# 100 KAIC panel for a 62 KAIC service?



## Yikes (May 23, 2011)

The dept of water and power said they will supply my 1600 amp apartment switchgear (208Y, 120V, 3 phase, 4 wire) with a max fault current of 62KAIC.  The motor contribution brings it up to 63.66 KAIC.

We originally spec'd a 65 KAIC panel, but the plan checker is saying we must provide a 100KAIC panel, for an additional factor of safety.  Can he legitimately require something that goes beyond the requirements of the DWP and the engineer of record, and the calculated loads?  If so, why?

At this stage of the project, we can't afford the switchgear upcharge, nor the opportunity for supplier to revisit their price quote.


----------



## Bryan Holland (May 24, 2011)

I say no.  There is no "additional factor of safety" section of the NEC.  The 65K equipment satisfies Section 110.9 of the NEC.  No "additional" considerations are needed.  The maximum possible fault current cannot and will not exceed 65,000 amperes so equipment with a higher rating is not necessary and will serve no purpose...


----------



## raider1 (May 24, 2011)

I agree with Bryan, there is no safety factor required by the NEC. 110.9 requires the AIC rating of the equipment to meet or exceed the available fault current.

Chris


----------



## peach (May 24, 2011)

ummmmmmmmmmmm no. unless they have a policy..


----------



## chris kennedy (May 24, 2011)

Yikes said:
			
		

> The dept of water and power said they will supply my 1600 amp apartment switchgear (208Y, 120V, 3 phase, 4 wire) with a max fault current of 62KAIC.  The motor contribution brings it up to 63.66 KAIC.

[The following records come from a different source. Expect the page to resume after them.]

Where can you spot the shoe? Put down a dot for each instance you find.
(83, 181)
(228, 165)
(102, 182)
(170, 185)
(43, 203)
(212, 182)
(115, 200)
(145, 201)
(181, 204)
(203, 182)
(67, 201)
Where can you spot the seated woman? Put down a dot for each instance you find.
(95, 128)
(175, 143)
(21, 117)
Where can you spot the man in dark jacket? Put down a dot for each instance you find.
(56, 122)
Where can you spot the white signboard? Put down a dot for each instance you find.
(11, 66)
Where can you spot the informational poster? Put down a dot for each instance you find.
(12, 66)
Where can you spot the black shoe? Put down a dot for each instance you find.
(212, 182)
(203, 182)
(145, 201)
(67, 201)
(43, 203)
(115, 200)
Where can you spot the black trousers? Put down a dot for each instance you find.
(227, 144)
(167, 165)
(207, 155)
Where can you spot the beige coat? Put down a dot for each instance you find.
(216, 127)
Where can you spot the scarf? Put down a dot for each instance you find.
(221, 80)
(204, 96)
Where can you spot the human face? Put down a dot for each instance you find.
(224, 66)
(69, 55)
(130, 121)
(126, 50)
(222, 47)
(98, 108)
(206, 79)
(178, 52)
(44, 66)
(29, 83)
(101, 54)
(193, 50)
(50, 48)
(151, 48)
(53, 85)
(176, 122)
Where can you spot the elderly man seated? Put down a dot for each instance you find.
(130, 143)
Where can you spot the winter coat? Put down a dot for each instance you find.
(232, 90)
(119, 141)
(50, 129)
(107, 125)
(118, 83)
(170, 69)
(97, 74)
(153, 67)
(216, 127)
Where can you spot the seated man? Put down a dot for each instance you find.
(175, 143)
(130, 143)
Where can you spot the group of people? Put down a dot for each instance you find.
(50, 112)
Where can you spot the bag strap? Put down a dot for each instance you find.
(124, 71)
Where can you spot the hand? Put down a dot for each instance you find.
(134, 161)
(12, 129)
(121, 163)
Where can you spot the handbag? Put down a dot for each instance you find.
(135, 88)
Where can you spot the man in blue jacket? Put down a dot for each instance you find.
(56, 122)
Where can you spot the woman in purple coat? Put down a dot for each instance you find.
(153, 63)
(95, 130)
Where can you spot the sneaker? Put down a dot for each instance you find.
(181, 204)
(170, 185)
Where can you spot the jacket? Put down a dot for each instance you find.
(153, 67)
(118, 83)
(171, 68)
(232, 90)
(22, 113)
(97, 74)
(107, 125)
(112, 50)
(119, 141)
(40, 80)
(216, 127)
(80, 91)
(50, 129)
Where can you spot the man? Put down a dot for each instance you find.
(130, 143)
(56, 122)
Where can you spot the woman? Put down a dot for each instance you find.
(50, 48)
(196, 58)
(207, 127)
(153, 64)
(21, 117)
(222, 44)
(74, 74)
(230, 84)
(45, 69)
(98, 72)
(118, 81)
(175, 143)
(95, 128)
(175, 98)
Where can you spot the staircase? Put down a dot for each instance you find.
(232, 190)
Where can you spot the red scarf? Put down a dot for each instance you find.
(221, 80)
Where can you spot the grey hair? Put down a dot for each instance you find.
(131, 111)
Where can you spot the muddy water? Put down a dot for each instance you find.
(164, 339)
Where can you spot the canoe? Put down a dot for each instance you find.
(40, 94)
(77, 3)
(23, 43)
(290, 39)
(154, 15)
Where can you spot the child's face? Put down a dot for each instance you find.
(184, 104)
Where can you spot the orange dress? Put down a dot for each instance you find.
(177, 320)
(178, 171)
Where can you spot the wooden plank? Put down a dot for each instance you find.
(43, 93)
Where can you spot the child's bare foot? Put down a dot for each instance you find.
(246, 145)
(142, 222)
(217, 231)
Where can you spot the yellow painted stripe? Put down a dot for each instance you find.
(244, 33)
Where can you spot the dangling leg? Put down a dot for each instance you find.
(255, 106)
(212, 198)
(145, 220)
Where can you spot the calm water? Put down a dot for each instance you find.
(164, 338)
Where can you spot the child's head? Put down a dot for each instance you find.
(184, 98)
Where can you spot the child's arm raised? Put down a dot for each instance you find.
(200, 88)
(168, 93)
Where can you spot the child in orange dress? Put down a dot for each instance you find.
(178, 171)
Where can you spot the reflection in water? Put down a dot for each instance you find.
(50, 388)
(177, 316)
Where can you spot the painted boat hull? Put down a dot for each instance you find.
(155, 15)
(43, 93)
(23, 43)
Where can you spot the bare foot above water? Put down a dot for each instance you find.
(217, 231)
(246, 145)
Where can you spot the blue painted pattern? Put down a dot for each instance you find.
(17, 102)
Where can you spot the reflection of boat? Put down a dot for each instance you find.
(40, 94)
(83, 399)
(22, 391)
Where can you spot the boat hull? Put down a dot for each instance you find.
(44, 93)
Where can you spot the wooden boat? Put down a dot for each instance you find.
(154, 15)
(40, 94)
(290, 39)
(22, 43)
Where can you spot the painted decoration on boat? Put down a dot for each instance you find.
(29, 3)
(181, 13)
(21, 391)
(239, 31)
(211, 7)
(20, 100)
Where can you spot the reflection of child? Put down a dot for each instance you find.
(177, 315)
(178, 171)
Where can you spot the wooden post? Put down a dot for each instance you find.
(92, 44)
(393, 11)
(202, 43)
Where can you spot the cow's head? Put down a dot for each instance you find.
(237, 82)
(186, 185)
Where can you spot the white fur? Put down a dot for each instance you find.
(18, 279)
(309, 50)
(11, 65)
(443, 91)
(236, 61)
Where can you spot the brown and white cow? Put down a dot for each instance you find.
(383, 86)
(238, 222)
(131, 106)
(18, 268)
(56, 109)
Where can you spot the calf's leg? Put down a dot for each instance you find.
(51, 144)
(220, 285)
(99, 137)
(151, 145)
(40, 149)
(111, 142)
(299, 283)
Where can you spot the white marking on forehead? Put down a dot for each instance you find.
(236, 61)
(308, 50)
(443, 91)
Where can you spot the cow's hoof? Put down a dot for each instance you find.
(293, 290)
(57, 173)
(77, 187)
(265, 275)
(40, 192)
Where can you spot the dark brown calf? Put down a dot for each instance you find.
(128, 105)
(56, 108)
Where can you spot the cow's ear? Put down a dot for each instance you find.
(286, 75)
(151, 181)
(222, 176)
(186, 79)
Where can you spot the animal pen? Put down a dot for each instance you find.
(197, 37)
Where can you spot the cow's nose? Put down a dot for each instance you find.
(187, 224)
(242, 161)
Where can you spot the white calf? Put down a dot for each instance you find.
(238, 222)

I certainly agree with Bryan and Chris that this is not an NEC issue.

I do find this odd though. Here for a service as mentioned, POCO would supply tranny specs and a primary at infinity. They don't do secondary fault current calcs for us. 62K seems high to me unless the tranny is sitting on top of your service gear. So I question have your done your own calc on this? Could be an option to expedite this through plans review.


----------